In general, it is noted that synchronization does not always have to be entirely accurate. For example, in the use-case of social TV, a play-out timing difference of a few 100 ms and even up to 1 or 2 seconds may not be noticed by users. However, in case of local synchronization of several media streams, either on one device such as a Hybrid Broadcast Broadband TV (HbbTV) or on a TV and a companion screen, more accurate synchronization may be needed. Yet even in these use-cases, lip sync errors remain undetectable up to approximately 120 ms (between 100 ms video on front to about 30 ms audio in front). Therefore, it will be appreciated that within the context of the present invention, the term 'media synchronization' may refer to a degree of synchronization which achieves a satisfactory end-user experience.

Moreover, such entirely accurate synchronization can only be carried out on play-out timing, i.e. report and influence the actual time media is presented to the user. However, this timing is not always available. There are other points on which to report timing or to influence timing, i.e., any point addressable in the content chain in the receiver device would do. This can be from the moment the content is received (packet receipt times), packet processed, packet decoded, etc. Where in this text timing is discussed for synchronization purposes, any of these timings is applicable.

It will be appreciated that the present invention may be advantageously used to implement media synchronization in HbbTV-TF-Media and DVB-TM-COS. Here, delays throughout a media distribution network may be managed as follows. A broadcaster may coarsely equalize delays between segments of the media distribution network by providing a stream monitor per network segment per channel and a variable buffer per network segment per channel. Moreover, fine synchronization may be provided in/between TV and Companion

Screen. The broadcaster may correlate a delivered content timeline with an original content timeline based on fingerprinting or watermarking of the original media stream and stream monitors reporting on the fingerprint or watermark of delivered media stream per network segment.

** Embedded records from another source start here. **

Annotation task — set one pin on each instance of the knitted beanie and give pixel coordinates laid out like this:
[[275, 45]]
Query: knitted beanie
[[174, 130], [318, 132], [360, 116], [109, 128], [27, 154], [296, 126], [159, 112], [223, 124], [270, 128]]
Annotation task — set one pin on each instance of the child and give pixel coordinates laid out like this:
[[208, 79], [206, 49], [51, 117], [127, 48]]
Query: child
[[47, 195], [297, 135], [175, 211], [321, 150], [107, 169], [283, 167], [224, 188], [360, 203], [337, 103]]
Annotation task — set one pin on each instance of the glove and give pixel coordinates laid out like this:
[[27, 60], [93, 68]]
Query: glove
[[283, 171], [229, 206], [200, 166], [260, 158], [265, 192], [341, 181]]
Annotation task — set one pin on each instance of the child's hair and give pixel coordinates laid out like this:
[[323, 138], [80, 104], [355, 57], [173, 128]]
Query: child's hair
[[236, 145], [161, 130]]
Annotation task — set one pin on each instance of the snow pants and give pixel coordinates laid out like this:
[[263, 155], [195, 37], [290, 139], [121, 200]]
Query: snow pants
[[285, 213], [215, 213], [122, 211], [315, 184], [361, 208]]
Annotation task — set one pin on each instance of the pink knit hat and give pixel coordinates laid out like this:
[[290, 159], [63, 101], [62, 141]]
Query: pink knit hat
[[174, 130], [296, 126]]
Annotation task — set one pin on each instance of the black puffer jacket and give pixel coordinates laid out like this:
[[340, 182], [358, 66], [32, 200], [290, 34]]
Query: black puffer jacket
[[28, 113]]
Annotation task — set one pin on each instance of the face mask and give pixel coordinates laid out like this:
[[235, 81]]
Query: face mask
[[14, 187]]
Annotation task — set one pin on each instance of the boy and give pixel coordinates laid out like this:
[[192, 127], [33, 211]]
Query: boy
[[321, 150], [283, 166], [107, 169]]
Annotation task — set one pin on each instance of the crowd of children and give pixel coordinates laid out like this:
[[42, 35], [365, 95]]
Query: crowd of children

It should be noted that the above-mentioned embodiments illustrate rather than limit the invention, and that those skilled in the art will be able to design many alternative

embodiments.

In the claims, any reference signs placed between parentheses shall not be construed as limiting the claim. Use of the verb "comprise" and its conjugations does not exclude the presence of elements or steps other than those stated in a claim. The article "a" or "an" preceding an element does not exclude the presence of a plurality of such elements. The invention may be implemented by means of hardware comprising several distinct elements, and by means of a suitably programmed computer. In the device claim enumerating several means, several of these means may be embodied by one and the same item of hardware. The mere fact that certain measures are recited in mutually different dependent claims does not indicate that a combination of these measures cannot be used to advantage.